The sense of “harvest” is from DN 27:17.23, where we find:
(the rice) did not grow back after reaping, the apadāna showed, and the rice stood in clumps.
Then in DN 24:2.7.3 a bad monk was was criticized because while:
living on the apadāna of the Holy One, enjoying the leftovers of the Holy One, you presume to attack the Realized One
Here “harvest” also works well.
Elsewhere, however, the commentary glosses apadāna as “conduct”, and while Cone sort-of explains it as “result or harvest of conduct”, it doesn’t really seem as if the commentary means that, or indeed if it is supported by the contexts.
A list of bad deeds in MN 15 includes,
When accused, they are unable to account for the apadāna
While at AN 3.2 we find the Buddha apparently quoting an aphorism, whose translation is quite tricky. The sense of the sutta is that a fool or an astute person is known by their deeds, and:
Which Bhikkhu Bodhi translates as “wisdom shines in its manifestation”. Again the commentary explains as “conduct”.
Now, it seems to me that the explanations have built on the most obvious usage (“harvest”) and then try to infer to the less apparent cases—normally a good procedure! But when reviewing all these contexts, what stood out to me was there is a common aspect to these which is not really prominent in the explanations.
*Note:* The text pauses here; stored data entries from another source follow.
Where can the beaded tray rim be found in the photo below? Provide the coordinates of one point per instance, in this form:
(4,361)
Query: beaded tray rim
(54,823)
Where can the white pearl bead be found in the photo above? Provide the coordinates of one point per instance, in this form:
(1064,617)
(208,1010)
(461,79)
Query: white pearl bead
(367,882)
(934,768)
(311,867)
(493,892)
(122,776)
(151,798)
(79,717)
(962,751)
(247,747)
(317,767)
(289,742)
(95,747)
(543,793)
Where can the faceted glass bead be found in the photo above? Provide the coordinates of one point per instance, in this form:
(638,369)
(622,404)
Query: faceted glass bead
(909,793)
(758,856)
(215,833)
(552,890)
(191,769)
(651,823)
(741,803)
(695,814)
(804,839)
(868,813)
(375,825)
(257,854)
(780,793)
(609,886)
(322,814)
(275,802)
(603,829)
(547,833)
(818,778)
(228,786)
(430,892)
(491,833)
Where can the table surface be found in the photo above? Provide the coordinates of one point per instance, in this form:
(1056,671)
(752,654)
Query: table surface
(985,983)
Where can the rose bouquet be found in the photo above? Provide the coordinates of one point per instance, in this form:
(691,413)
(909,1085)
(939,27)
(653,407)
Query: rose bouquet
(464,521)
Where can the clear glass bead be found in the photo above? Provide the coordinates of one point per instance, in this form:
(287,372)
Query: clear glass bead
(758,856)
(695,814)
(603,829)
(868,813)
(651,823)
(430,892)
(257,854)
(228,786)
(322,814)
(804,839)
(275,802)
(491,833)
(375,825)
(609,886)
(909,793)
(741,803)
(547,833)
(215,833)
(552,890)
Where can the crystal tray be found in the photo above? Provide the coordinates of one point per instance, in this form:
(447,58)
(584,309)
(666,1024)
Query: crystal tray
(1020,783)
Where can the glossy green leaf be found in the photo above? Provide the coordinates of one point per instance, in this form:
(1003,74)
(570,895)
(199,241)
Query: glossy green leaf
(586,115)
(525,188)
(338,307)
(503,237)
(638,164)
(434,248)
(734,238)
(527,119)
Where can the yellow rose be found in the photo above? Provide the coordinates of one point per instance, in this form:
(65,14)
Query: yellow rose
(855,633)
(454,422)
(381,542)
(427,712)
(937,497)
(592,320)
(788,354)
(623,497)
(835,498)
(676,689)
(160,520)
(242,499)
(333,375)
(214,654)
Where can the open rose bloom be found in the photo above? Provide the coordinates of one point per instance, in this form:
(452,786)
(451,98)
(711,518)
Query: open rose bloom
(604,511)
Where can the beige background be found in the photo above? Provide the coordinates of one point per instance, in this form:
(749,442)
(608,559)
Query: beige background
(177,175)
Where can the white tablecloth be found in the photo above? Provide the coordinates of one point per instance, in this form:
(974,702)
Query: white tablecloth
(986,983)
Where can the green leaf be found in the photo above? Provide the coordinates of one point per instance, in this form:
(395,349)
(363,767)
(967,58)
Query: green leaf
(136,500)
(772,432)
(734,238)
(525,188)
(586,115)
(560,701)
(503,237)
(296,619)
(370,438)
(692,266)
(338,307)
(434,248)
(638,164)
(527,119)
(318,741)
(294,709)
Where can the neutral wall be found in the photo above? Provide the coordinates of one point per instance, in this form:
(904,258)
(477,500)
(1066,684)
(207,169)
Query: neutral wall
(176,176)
If we return to DN 27, the text is talking about an act that leaves traces behind. We assume that is a harvest because of context, but it need not be. Likewise in DN 24, the primary sense is that someone is enjoying the traces left behind by the Buddha. This makes sense also in AN 3.2, which is also about how traces are made known, in this case, how one’s level of wisdom leaves traces in one’s conduct. Finally, this fits the sense of MN 15, in the sense that the monks confront a bad monk with the “evidence” of his conduct which he is unable to account for.
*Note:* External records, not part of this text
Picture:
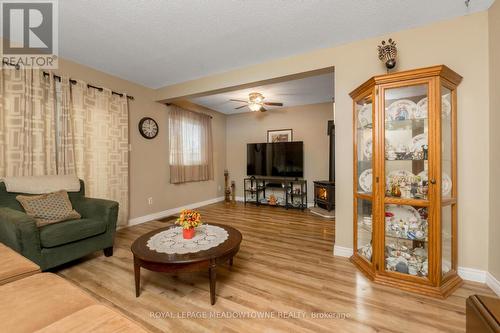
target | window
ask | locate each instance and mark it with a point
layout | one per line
(190, 135)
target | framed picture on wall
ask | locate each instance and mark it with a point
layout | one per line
(282, 135)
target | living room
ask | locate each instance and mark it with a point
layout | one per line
(276, 268)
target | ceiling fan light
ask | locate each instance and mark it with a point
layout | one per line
(254, 106)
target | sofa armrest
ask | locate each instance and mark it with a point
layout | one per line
(20, 232)
(98, 209)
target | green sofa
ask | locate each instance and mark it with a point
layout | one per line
(55, 244)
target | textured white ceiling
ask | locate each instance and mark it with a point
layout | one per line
(160, 42)
(311, 90)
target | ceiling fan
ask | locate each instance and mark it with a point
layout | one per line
(255, 102)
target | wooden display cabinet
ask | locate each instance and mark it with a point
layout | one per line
(405, 180)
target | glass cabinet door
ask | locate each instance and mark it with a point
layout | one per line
(364, 173)
(448, 203)
(406, 167)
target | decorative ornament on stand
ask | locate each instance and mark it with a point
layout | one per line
(189, 220)
(227, 190)
(387, 53)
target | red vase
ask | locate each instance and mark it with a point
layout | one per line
(188, 233)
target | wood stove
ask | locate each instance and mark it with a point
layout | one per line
(324, 190)
(324, 194)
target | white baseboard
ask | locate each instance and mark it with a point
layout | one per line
(493, 283)
(170, 212)
(466, 273)
(341, 251)
(472, 274)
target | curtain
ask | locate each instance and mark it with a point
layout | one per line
(191, 151)
(27, 123)
(100, 143)
(50, 127)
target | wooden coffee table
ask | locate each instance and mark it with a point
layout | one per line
(189, 262)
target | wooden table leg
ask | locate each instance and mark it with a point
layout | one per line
(212, 277)
(137, 275)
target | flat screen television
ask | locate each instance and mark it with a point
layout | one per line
(280, 159)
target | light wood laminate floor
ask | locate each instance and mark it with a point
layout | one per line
(285, 267)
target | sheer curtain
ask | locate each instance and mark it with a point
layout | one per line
(27, 123)
(191, 151)
(100, 143)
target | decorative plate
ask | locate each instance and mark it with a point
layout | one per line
(403, 109)
(445, 105)
(403, 213)
(365, 115)
(401, 175)
(418, 141)
(368, 148)
(446, 182)
(366, 180)
(423, 104)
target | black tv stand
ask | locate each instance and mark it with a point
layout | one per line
(290, 193)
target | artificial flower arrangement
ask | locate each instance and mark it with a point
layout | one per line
(188, 220)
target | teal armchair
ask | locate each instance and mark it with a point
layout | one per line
(55, 244)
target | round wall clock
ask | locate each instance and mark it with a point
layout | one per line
(148, 128)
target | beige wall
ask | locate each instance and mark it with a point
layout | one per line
(462, 44)
(494, 231)
(309, 124)
(149, 173)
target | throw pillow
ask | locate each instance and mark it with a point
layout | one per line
(49, 208)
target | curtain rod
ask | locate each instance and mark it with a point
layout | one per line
(168, 104)
(57, 77)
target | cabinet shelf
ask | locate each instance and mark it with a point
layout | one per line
(400, 141)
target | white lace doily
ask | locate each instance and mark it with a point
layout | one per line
(171, 241)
Thus I propose that the primary sense of apadāna is “evidence”, “traces or marks or things left behind”.
DN 27: (the rice) did not grow back after reaping, leaving traces showing, and the rice stood in clumps.
DN 24: living on the things left behind by the Holy One, enjoying the leftovers of the Holy One, you presume to attack the Realized One
MN 15: When accused, they are unable to account for the evidence
AN 3.2: Wisdom shows in the traces it leaves behind
Thus the connection with “harvest” is incidental, and the connection with “stories of past lives” becomes clear. It is about how things done in the past leaves “traces” that affect the present.
As for Mahāpadānasutta, we might translate as "The Great Discourse on Traces left Behind”.